Sollozo. No puedo detenerme. El dolor en mi pecho es insoportable, como si alguien hubiera arrancado una parte de mi alma. La habitación se siente más fría, más vacía, y el respiro de su último aliento parece quedarse atrapado en las paredes.

La puerta se abre con un golpe brusco.

—¿Por qué lloras, Felipe? —la voz de mi padre suena mas severa que nunca—. Sé un hombrecito de una vez.

Levanto la vista hacia él. No hay compasión en su rostro, solo el desprecio de siempre. Aprieto los dientes, prometiendo en silencio que este momento no me romperá. Pero en el fondo sé que mi corazón ya no es el mismo. Algo en mí murió junto con mamá.

Mi padre ordena que me lleven a mi habitación, impidiendo que me quede junto al cuerpo sin vida de mi madre. Lucián, el criado más fiel a su servicio, me toma del brazo y me arrastra por todo el castillo, sin importarle mis gritos o mi resistencia. Al llegar, me lanza dentro de la habitación y cierra la puerta con llave.

Golpeo la puerta con los puños, gritando hasta que mi garganta queda en carne viva.

—¡Por favor, déjenme estar con ella! —imploro, pero nadie viene.

Rendido por el dolor y mi cuerpo sin fuerza, me dejo caer al suelo. Las lágrimas inundan mis ojos, y permito que el dolor salga como un torrente imparable. El tiempo se detiene hasta que la puerta se abre de nuevo. Es el Duque.

—¿Sigues llorando? —me pregunta con desdén, y su rostro se endurece—. Ven conmigo.
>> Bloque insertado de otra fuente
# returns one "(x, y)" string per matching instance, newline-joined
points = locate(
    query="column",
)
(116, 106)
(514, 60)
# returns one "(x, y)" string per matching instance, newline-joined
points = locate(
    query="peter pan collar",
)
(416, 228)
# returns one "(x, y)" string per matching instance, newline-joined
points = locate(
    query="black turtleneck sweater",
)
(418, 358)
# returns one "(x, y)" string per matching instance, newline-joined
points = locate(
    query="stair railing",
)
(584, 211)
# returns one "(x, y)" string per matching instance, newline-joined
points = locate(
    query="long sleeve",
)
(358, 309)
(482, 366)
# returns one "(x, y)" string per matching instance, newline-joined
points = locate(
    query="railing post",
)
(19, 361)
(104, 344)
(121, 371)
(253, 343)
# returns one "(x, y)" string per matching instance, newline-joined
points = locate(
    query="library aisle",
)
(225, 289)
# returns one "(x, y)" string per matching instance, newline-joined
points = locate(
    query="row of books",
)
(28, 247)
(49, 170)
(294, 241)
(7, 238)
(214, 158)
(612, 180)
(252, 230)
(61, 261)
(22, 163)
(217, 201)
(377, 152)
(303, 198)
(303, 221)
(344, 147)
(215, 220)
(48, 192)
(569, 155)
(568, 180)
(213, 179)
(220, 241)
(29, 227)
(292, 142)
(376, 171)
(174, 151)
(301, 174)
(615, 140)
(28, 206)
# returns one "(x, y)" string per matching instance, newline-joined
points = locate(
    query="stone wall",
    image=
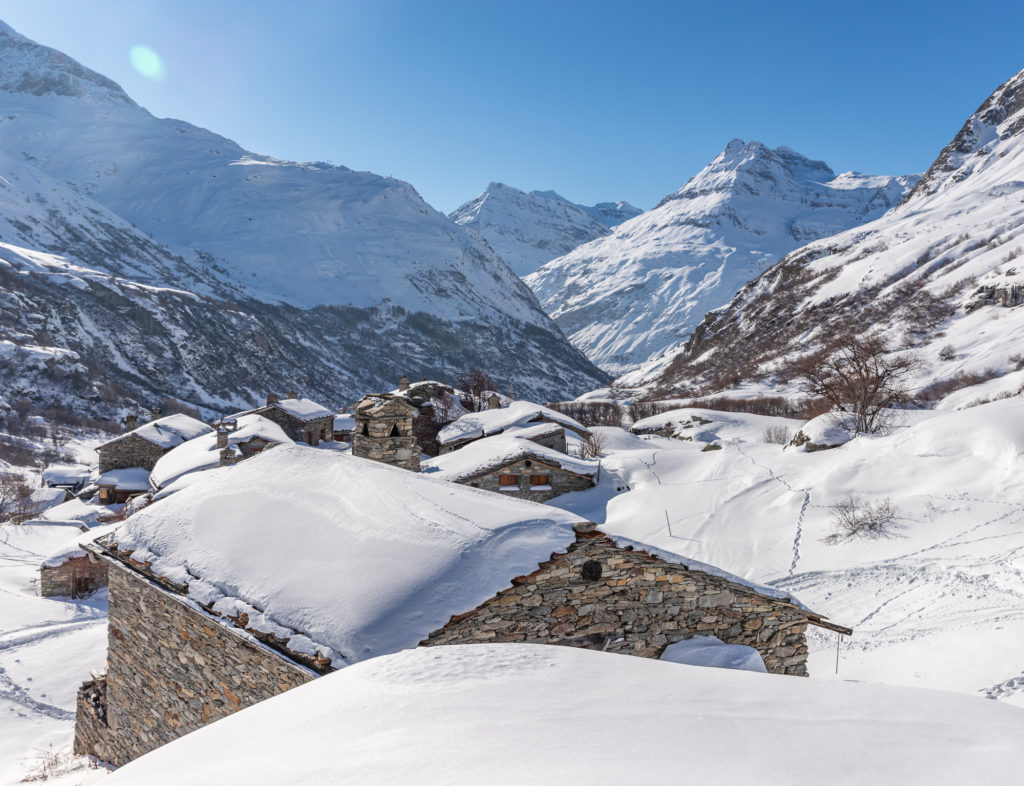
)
(601, 597)
(561, 482)
(388, 438)
(310, 432)
(75, 577)
(170, 670)
(130, 450)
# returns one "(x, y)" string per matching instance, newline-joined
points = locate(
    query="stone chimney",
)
(224, 427)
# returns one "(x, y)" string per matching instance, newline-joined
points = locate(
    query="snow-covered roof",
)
(43, 498)
(514, 713)
(344, 422)
(167, 432)
(303, 408)
(344, 556)
(202, 452)
(127, 479)
(488, 422)
(66, 474)
(73, 548)
(493, 452)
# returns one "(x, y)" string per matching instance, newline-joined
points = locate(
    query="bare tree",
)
(853, 517)
(475, 383)
(859, 378)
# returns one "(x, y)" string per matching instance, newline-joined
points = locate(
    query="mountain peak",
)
(30, 68)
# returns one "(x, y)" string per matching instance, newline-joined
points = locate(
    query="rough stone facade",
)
(75, 577)
(129, 450)
(601, 597)
(527, 473)
(170, 670)
(384, 431)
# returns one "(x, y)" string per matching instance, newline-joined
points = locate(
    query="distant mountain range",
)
(154, 258)
(638, 292)
(528, 229)
(940, 274)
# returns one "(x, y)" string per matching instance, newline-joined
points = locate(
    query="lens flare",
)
(146, 62)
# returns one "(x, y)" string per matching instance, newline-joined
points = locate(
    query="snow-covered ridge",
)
(528, 229)
(160, 253)
(940, 274)
(628, 297)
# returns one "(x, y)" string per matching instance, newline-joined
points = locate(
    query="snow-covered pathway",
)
(47, 648)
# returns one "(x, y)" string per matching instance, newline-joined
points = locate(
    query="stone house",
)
(600, 595)
(302, 420)
(144, 445)
(118, 486)
(516, 466)
(384, 431)
(182, 653)
(518, 415)
(73, 577)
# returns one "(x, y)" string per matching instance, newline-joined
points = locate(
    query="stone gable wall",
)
(130, 451)
(171, 669)
(75, 577)
(399, 450)
(637, 606)
(561, 481)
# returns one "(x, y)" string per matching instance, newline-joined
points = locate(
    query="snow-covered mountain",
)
(640, 291)
(941, 272)
(528, 229)
(179, 264)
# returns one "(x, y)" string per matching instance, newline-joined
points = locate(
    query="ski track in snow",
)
(806, 492)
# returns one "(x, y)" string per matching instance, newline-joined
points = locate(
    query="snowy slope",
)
(935, 602)
(373, 560)
(943, 268)
(640, 291)
(208, 253)
(528, 229)
(518, 713)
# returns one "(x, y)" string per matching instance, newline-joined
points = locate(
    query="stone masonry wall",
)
(75, 577)
(561, 482)
(130, 451)
(378, 444)
(601, 597)
(170, 670)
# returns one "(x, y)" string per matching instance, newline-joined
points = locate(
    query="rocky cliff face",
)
(153, 258)
(639, 292)
(939, 274)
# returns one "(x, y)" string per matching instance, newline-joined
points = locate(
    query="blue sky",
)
(597, 100)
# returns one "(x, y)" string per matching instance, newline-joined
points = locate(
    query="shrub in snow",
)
(775, 435)
(853, 517)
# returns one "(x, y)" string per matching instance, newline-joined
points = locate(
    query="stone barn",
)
(210, 613)
(516, 467)
(384, 431)
(518, 415)
(144, 445)
(302, 420)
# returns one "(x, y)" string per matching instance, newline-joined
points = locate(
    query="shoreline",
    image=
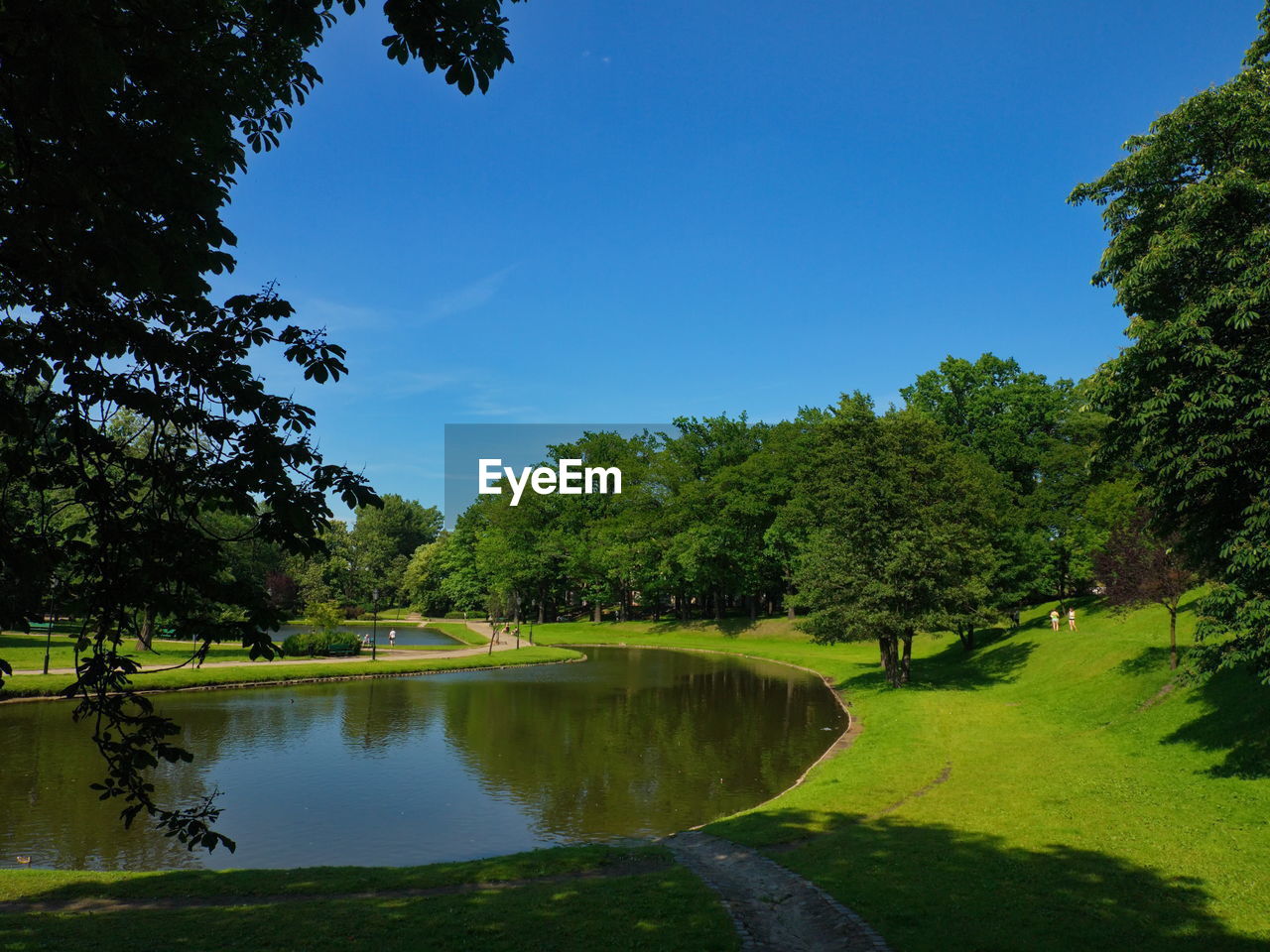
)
(316, 679)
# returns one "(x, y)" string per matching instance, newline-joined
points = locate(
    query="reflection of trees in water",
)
(382, 714)
(651, 742)
(49, 810)
(630, 742)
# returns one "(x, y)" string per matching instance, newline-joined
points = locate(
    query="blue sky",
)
(693, 208)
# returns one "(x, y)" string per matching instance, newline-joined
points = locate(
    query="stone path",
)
(772, 907)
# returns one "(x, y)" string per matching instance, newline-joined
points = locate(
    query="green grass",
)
(264, 671)
(1049, 791)
(1082, 809)
(656, 905)
(27, 652)
(461, 633)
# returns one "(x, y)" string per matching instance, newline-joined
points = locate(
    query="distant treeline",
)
(982, 489)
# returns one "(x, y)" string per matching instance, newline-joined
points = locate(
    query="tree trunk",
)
(148, 630)
(1173, 638)
(887, 649)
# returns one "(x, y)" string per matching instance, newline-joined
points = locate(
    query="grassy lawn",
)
(461, 633)
(649, 904)
(1049, 791)
(264, 671)
(1039, 793)
(27, 652)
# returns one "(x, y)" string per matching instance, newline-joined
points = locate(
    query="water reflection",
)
(444, 767)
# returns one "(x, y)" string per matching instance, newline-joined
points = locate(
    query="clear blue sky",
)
(671, 208)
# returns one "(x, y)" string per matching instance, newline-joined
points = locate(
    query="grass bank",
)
(266, 671)
(572, 898)
(1048, 791)
(461, 633)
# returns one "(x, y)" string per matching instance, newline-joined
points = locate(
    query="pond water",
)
(404, 771)
(408, 634)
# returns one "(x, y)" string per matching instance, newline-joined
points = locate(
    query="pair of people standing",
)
(1071, 620)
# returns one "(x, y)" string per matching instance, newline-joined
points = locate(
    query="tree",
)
(384, 539)
(1137, 567)
(122, 128)
(1189, 258)
(906, 535)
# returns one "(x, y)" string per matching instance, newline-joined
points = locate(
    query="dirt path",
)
(772, 907)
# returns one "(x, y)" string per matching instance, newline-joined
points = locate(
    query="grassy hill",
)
(1048, 791)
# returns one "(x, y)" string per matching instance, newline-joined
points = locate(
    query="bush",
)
(316, 643)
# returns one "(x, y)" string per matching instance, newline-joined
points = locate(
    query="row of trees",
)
(975, 497)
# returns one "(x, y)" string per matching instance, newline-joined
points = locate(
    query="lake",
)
(420, 770)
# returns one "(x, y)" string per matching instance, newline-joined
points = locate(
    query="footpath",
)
(398, 654)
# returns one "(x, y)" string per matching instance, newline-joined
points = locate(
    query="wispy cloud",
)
(333, 315)
(468, 298)
(483, 400)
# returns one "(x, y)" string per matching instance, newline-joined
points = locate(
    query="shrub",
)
(316, 643)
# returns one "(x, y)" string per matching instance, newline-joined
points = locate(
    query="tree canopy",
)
(137, 447)
(1189, 400)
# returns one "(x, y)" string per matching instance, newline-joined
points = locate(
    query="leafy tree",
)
(122, 128)
(385, 537)
(1189, 258)
(997, 409)
(1137, 567)
(906, 532)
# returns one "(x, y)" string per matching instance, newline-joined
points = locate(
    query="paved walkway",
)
(481, 629)
(772, 907)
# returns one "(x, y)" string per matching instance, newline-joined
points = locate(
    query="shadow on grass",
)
(668, 909)
(1233, 720)
(731, 627)
(1150, 660)
(935, 888)
(955, 669)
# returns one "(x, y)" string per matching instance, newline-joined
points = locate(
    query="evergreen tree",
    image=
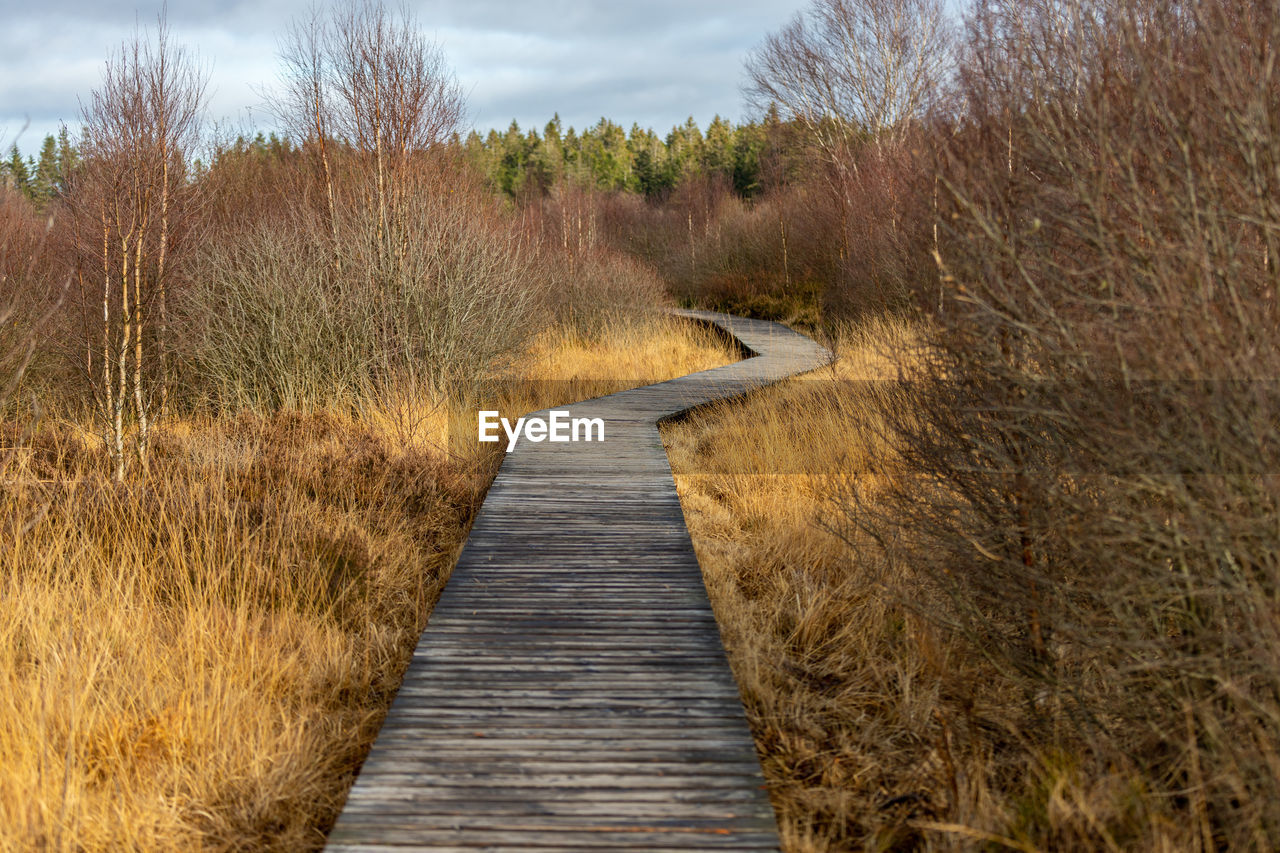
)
(18, 172)
(68, 158)
(48, 179)
(718, 147)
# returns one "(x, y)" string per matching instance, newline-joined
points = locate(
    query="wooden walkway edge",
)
(571, 690)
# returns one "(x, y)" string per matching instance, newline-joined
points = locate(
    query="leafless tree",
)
(140, 128)
(844, 67)
(370, 81)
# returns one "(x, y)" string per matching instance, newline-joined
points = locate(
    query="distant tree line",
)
(744, 158)
(45, 177)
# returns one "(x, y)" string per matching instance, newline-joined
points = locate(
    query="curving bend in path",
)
(570, 690)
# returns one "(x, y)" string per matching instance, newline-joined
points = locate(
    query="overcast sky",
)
(653, 62)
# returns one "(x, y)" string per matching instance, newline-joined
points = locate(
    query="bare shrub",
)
(278, 325)
(850, 67)
(369, 82)
(1093, 430)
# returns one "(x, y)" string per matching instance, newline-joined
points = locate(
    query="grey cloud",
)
(654, 63)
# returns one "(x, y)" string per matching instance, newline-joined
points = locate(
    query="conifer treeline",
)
(744, 158)
(526, 163)
(44, 178)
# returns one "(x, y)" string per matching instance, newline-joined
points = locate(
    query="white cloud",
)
(653, 63)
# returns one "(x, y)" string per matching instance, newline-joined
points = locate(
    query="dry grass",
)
(882, 723)
(200, 660)
(839, 680)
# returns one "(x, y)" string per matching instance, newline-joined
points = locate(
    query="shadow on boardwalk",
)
(570, 690)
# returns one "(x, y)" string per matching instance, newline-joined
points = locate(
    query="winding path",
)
(570, 690)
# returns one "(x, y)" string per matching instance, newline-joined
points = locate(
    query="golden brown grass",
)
(839, 683)
(200, 658)
(881, 724)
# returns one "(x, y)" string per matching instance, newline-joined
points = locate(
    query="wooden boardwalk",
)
(570, 690)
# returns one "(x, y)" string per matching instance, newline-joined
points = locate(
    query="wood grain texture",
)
(571, 690)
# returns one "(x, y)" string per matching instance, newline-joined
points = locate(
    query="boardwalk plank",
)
(570, 690)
Me lleva al sótano, el lugar donde me castiga cada vez que algo le molesta. Sus manos me empujan contra el suelo frío, y su voz es un dardo venenoso.

—¡Tú tienes la culpa! —me escupe—. Ella ha muerto, y no hay nada que puedas hacer. Ahora pagarás por ser tan débil.

Le suplico entre lágrimas.

—¡Déjame estar con mamá!

—¡Basta! —grita—. Ella ya no está. No volverá.

La puerta del sótano se cierra tras de él, dejándome en una oscuridad absoluta. Me hundo en la miseria de mi tristeza, llorando hasta que no quedan lágrimas. Sé que al salir de aquí, algo en mí habrá cambiado para siempre.

Horas después, oigo el motor de un coche arrancando. Desde la pequeña ventana del sótano, veo cómo el féretro de mamá es colocado en un auto y alejado del castillo. Mi corazón se rompe en mil pedazos.

—Nunca seré como él —susurro, mientras la última lágrima rueda por mi mejilla—. Nunca tendré hijos, no quiero verme siendo un mal padre como el que me tocó tener.

El silencio del sótano se convierte en mi nuevo hogar, mientras mi corazón se endurece como las piedras.